Em geral, emoções como ansiedade, tristeza e raiva tornam-se estressantes para alguém dependendo da intensidade e freqüência com que ocorrem. Alterações emocionais muito intensas ou muito freqüentes podem representar um sofrimento significativo para a pessoa que as vivencia.
Quando a ansiedade ocorre em níveis muito intensos e/ou com muita freqüência, a pessoa pode, por exemplo, deixar de fazer coisas importantes, evitar situações, desistir de metas pessoais.
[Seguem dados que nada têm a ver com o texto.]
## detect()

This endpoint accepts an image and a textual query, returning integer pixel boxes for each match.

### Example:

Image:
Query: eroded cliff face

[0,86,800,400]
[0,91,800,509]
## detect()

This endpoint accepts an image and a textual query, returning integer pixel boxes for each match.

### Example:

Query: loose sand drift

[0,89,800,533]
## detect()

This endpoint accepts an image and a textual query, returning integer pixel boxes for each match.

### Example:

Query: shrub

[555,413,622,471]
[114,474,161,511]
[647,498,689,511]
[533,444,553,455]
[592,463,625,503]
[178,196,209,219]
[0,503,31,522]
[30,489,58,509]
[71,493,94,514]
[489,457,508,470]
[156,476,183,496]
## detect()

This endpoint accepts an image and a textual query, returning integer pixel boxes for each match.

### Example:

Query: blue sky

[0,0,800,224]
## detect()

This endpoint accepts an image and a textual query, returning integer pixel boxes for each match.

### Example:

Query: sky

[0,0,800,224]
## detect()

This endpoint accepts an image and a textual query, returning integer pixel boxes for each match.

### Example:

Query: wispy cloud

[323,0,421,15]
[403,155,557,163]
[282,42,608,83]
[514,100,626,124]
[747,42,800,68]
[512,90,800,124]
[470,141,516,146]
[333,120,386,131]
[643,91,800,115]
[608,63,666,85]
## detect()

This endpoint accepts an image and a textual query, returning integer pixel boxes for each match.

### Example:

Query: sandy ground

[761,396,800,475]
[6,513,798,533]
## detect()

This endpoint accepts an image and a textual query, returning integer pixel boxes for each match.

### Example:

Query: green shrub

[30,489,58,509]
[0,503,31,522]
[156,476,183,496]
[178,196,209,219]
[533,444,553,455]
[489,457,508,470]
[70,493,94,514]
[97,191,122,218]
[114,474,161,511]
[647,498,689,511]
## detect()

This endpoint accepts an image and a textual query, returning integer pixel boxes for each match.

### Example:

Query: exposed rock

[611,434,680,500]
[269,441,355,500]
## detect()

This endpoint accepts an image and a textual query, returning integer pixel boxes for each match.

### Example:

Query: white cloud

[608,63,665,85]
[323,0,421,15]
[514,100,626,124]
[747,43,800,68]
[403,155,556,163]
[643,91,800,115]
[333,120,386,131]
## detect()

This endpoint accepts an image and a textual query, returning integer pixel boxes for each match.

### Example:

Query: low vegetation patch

Tais atitudes podem representar dificuldades a curto e longo prazo.
Aqui, o termo “ansiedade clínica” será usado para se fazer referência a esta ansiedade que interfere prejudicialmente no cotidiano e nas realizações pessoais, constituindo sofrimento emocional significativo para o indivíduo.
- Compreendendo a ansiedade
O principal problema na ansiedade clínica não está na geração da ansiedade em si, mas em pensamentos que estão continuamente avaliando experiências externas (situações) e/ou internas (sentimentos, emoções, reações físicas, pensamentos) como um sinal de perigo ou ameaça.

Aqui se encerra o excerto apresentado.